La tournée
 
L'activité s'effectuait souvent en famille, avec les enfants qui apprenaient le métier et les itinéraires. Souvent, les neveux roulaient la campagne avec l'oncle. Si on ne roule pas en famille on roule entre gens du même village.
Sur les 53 permis délivrés en 1863 par la préfecture du Doubs, 20 l'ont été en faveur de ressortissants des Hautes-Pyrénées et de la Haute-Garonne. Ils arrivaient des villages de Boutx (6), de Cuguron (3), de Ferrère (2), de Ardiège (2), du Haut et Bas Nistos, de Ourde ou encore de Ore. Dans les années qui suivent, on retrouve les mêmes noms : les Battmalle (Guillaume, Jean, Louis) de Boutx, les Sarrat (Jean-Baptiste, François...) de Cuguron. On peut citer encore les Nouguès de Boutx. Les Pyrénéens rencontrent les colporteurs comtois, les uns et les autres s'arrangent pour ne pas vendre les mêmes marchandises.
 
Dans la balle du colporteur
 
De constitution solide, le colporteur porte sur ses épaules une balle, souvent une caisse ouvrante munie de casiers où sont rangés les produits proposés (images, lunettes, articles de Paris...), tels  les « montreurs de Saint-Hubert », qui au fond de leurs petites armoires de sapin, découvrent une image du saint. La charge varie entre 40 et 60 kilogrammes.
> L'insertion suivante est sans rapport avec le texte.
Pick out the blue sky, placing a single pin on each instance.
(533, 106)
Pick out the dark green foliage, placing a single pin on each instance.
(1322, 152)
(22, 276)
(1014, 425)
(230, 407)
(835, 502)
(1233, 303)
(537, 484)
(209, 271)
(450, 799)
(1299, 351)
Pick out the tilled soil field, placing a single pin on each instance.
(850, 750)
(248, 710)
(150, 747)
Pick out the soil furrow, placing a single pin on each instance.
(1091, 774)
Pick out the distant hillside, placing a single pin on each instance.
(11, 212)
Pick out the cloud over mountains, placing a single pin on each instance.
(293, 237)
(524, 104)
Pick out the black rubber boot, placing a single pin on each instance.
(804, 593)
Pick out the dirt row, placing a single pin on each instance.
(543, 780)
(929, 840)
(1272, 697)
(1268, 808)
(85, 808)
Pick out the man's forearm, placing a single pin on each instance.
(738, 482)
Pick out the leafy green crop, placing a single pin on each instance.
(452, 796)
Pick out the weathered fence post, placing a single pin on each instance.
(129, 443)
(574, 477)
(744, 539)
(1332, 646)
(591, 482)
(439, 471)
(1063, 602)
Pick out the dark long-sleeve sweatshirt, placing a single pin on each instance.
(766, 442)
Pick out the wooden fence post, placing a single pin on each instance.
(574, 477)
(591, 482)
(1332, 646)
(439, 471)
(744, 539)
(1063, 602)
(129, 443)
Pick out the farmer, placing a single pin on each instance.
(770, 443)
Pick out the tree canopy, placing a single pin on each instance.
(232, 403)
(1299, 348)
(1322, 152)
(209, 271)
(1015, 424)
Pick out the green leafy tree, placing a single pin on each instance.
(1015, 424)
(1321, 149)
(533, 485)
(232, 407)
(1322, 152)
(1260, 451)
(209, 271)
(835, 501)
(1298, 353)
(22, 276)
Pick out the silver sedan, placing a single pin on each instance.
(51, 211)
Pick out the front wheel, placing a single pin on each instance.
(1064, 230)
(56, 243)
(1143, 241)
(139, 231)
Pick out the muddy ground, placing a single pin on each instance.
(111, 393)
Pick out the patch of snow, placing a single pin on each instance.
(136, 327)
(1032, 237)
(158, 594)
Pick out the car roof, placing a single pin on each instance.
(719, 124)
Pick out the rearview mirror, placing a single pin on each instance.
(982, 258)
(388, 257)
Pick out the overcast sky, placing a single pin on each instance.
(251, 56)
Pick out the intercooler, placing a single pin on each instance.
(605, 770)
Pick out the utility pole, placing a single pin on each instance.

Les plus fortunés trafiquent avec un mulet bâté.
Ils apportent les objets produites par la ville: petits livres (almanachs ou livrets de la bibliothèque bleue), quincailleries, mercerie et étoffes de couleurs pour les coquettes villageoises, bibeloterie religieuse, ou encore des graines ... Le colporteur de librairie est un cas à part. Les petits livrets qu'ils répandent contribuent à faire naître chez les villageois un besoin de lecture. Il  distribue les almanachs imprimés dans l'été, avant les fêtes de Noël et offre ainsi aux paysans l'accès au savoir.
 
Le parcours de Michel Guillaume, originaire de Salechau (Hautes-Pyrénées) en 1854
 
Agé de 20 ans, le 14 mars, il obtient un permis pour la Haute-Garonne, le 24 mars il était à Toulouse, le 27 mars à Nîmes, le 4 avril dans la Drôme, le 12 avril dans le Rhône, le 20 avril dans l'Ain, le 21 à Mâcon ; le 1er mai, il atteint le Jura ; le 22 mai, il est dans le Doubs, il revient dans le Jura le 7 juillet ; le 28 juillet il obtient un nouveau passeport pour le Doubs. Colporteur d'été, il colporte seulement à la belle saison. De la Haute-Garonne, par Toulouse, il gagne le Doubs en remontant la vallée du Rhône.
 
La fin du métier
 
On a pu estimer à plus de 5 000 les colporteurs de librairie vers 1850. Il n'en restait que 500 en 1871. D'une manière générale, le chemin de fer, les tracasseries policières du Second Empire, qui avait créé la fameuse commission du contrôle du colportage en 1852, ont porté de rudes coups à ces marchands nomades. Certains continueront à colporter, signe d'un temps nouveau, en empruntant le chemin de fer.
 
Pour en savoir plus
 
- Darmon (Jean-Jacques), Le colportage de librairie sous le Second Empire, Plon, 1972.
- Poitrineau (Abel), Remues d'hommes, les migrations montagnardes en France 17-18 siècles, Aubier, 1983.
- Fontaine (Laurence), Histoire du colportage en Europe XVe-XIXe siècles, Albin Michel, 1993.
- Vernus (Michel), Pourquoi le messager boitait-il ? Histoire d'un almanach fameux, Alan Sutton, 2003 ; « L'almanach dans un pays de contacts, la Franche-Comté », in Lectures du peuple en Europe et en Amérique, éditions Complexe, 2003.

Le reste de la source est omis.